Don’t forget the milliseconds. A post about dates and Datetime comparison

During my work I find working with date and time objects one of the most challenging things. I just spent a few hours finding out that when you retrieve date from a view column the millisecond part of the date is actually not set at all.

In my current project I’m using a date control to set the date of a certain object. After processing I save this data into notesdocument. I noticed when I switched dates ( using a GregorianCalendar ) and retrieved data from the view the documents didn’t turn up on the screen. After some investigation I found out that when using the date-time control for some reason the date is saved but the milliseconds part of the date is not saved at all. This can lead to some frustation.

Let’s show you a little example

Lets say we have the following code


GregorianCalendar cal = GregorianCalendar.getInstance()
cal.set(Calendar.DAY_OF_WEEK, Calendar.MONDAY); cal.set(Calendar.HOUR_OF_DAY,0); 

Date startDate = cal.getTime(); 
View x = Database.getView("testview");
ViewEntryCollection coll = x.getAllEntries();
ViewEntry entr = coll.getFirstEntry();
while (entr != null) { 
    System.out.println("Entry processing"); 
   Vector<?> values = entr.getColumnValues(); 
   Object o = values.get(2); 
   DateTime dt = null;
   if(o instanceof DateTime){
      dt = (DateTime)o;
   if (dt != null) { 
     Date lineDate = dt.toJavaDate(); 
     System.out.println("line date "+lineDate); 
     System.out.println(startDate.getTime());  // should be the same as linedate ?
  entr = coll.getNextEntry(entry);



At first glance you might think that the lineDate.getTime and the startDate.getTime() would return the same integer if they point to the same date f.i. 31/12/2012 but in fact they wont..

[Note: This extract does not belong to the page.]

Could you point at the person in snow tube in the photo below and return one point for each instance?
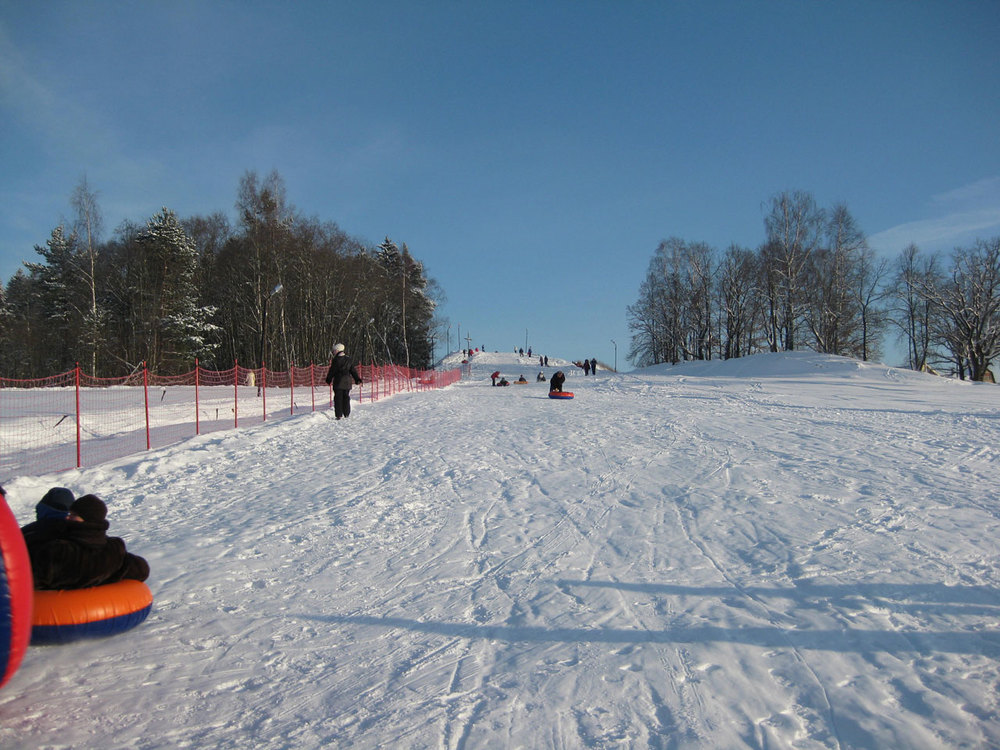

In my particular case. The lineDate.getTime() returned 1356994800000 and startDate.getTime()  returned 1356994800640. As you can see a difference of 640 milliseconds. This is caused by my first call to the GregorianCalendar.getInstance(). It creates a new calendar instance with the date set to the current date /time. So at a specific point in time there are 640 milliseconds at the end.

When you now compare these two methods and use the system.out.println(linedate) directive you will see something like Mon Dec 31 00:00:00 CET 2012 which is the string representation of that date. Which is the same as system.out.println(startDate). But it wont show you the milliseconds! It took me a little while to realize the millisecond part could be different.

If you know this fact you can work around it by adding 1 line to the above example:

getCalendar().set(Calendar.MILLISECOND, 0);


I hope this blogpost helps someone in the future when working with dates in xPages/Java.